There’s no future in predicting the end of the world because only two things can happen, and both are bad: either the world will end, in which case nobody will care about your prediction, or it won’t, in which case you will become a joke. The world’s latest “drop dead” date, if you will excuse the expression, is one week from today, when the Mayan calendar either does or does not forecast the Apocalypse. I’m not predicting, but (full disclosure) I haven’t done my Christmas shopping.

According to a new poll by the Public Religion Research Institute, only 2% of Americans believe the Mayan story, which isn’t surprising since the Mayans couldn’t even predict their own demise. But a much larger number believe the end of the world is approaching, although they diverge sharply on the reasons for, the meaning of, and the correctives to such an event.

The evidence is in the weather, which most Americans now believe has grown more extreme of late.
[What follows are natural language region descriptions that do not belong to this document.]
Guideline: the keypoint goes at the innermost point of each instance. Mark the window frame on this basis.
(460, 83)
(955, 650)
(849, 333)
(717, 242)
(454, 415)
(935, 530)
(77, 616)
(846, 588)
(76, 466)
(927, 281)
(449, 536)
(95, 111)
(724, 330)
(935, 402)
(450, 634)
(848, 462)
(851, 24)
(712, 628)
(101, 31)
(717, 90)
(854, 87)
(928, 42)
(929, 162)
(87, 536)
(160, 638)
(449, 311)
Specifically, 75% believe that the globe is warming – although a majority of the Republican Party faithful nevertheless continue to insist that “global warming” is a hoax.

Here’s where things get dicey. If you believe, as most Americans do, that “God is in control of everything that happens in the world,” you are likely to also be among those who believe that the Biblical “end times” are near. If you’re ready, this is very good news.

On the other hand, if our role is to ensure the future wellbeing of the earth, this is not the time to sit back and enjoy the Rapture.